1. The small molecule eliminated is water (H₂O).

Exam Technique

* Paper 2 (Structured Questions):

* Drawing Polymers: Always draw the repeat unit with bonds extending through the square brackets. For condensation polymers, be sure you have the correct linkage (ester or amide) and have removed the correct atoms.

* Spectroscopy: When asked to identify a compound from spectra, use all the data. State what each piece of information tells you (e.g., "The peak at m/z = 74 is the M⁺ peak, so the Mᵣ is 74." or "The absorption at 1720 cm⁻¹ indicates a C=O group."). Structure your answer logically.

* Amino Acids: Be precise when drawing zwitterions. The charge must be on the N (as -NH₃⁺) and the O (as -COO⁻), not just floating near the atom.

* Paper 3 (Practical):

* You may be asked to perform TLC to separate a mixture of amino acids. Remember to draw a starting line in pencil, keep the spot small, and ensure the solvent level is below the starting line. Calculate R_f values to 2 significant figures.

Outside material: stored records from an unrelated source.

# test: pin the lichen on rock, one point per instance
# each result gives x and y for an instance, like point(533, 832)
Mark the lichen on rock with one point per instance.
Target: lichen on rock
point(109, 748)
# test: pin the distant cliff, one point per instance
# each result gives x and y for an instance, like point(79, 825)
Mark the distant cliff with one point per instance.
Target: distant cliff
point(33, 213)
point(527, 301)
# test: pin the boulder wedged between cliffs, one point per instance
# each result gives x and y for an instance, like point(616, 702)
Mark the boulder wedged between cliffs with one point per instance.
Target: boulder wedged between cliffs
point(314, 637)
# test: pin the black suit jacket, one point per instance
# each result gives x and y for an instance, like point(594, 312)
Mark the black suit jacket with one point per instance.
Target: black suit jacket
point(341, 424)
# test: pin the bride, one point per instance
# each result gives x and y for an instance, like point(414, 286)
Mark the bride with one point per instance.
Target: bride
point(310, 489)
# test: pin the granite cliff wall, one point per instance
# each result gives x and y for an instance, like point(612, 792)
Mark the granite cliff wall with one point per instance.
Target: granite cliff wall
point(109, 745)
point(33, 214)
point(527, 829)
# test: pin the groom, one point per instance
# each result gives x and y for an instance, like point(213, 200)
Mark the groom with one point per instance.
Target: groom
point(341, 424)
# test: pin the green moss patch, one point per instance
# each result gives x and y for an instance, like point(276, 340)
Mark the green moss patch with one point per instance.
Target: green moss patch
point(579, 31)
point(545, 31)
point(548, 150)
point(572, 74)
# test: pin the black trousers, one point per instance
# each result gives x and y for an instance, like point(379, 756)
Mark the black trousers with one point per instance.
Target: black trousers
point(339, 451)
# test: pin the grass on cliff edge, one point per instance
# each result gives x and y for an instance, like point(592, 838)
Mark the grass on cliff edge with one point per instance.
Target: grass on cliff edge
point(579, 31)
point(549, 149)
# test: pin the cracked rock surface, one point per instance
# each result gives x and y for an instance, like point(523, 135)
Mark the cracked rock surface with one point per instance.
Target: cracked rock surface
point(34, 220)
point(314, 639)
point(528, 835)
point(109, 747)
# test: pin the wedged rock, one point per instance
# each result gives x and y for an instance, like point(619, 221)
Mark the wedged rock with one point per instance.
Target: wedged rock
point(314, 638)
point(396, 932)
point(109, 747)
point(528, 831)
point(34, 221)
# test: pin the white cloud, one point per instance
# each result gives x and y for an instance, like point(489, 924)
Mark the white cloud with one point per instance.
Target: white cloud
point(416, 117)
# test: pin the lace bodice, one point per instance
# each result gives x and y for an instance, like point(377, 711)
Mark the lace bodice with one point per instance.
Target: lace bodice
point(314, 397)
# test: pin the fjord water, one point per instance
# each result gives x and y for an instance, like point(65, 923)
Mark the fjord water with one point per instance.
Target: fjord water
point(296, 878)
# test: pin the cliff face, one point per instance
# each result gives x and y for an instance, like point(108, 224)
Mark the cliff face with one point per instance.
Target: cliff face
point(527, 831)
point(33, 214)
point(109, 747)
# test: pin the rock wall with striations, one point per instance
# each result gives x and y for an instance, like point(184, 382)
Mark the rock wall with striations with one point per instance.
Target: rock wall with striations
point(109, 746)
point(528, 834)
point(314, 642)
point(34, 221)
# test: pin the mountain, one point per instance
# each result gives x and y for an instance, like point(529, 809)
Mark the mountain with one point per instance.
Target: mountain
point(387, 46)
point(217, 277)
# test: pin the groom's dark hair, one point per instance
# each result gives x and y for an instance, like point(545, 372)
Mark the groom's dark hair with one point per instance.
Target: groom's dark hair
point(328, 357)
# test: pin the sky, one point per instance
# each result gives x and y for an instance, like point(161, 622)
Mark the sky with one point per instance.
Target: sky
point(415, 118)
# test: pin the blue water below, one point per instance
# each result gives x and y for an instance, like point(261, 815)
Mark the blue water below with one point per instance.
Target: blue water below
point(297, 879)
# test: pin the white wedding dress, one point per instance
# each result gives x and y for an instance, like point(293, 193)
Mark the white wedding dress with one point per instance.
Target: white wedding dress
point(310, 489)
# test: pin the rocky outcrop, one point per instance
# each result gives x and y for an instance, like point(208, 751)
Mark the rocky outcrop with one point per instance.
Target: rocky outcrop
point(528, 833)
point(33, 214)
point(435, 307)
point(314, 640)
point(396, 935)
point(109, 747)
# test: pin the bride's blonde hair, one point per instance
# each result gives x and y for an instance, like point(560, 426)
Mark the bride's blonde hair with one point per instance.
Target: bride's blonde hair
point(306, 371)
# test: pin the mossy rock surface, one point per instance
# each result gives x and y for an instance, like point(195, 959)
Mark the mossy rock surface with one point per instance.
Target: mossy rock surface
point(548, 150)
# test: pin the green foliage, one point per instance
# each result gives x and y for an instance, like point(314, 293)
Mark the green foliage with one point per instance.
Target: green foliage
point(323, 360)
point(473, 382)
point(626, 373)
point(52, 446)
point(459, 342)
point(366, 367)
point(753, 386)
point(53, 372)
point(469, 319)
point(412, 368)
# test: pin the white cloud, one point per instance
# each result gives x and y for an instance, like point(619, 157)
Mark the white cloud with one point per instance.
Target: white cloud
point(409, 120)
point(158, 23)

* Paper 4 (A2 Structured Questions):

* NMR Interpretation: The n+1 rule is your best friend. Use it systematically. Pay attention to integration ratios. Remember that O-H and N-H protons usually appear as singlets because of rapid proton exchange and do not cause splitting of adjacent C-H protons.

* Multi-step Synthesis & Analysis: These questions combine many topics. Break the problem down. Identify the functional groups in the starting material and product to decide on the reactions needed. Use the provided spectral data to confirm the structure of intermediates.

* Common Mistakes: Confusing addition and condensation polymerisation. Forgetting which small molecule is eliminated. Miscounting adjacent protons for NMR splitting. Incorrectly identifying the broad O-H peaks in IR spectra (alcohol vs. carboxylic acid). Forgetting that tertiary structure involves R-group interactions, while secondary structure involves backbone H-bonds.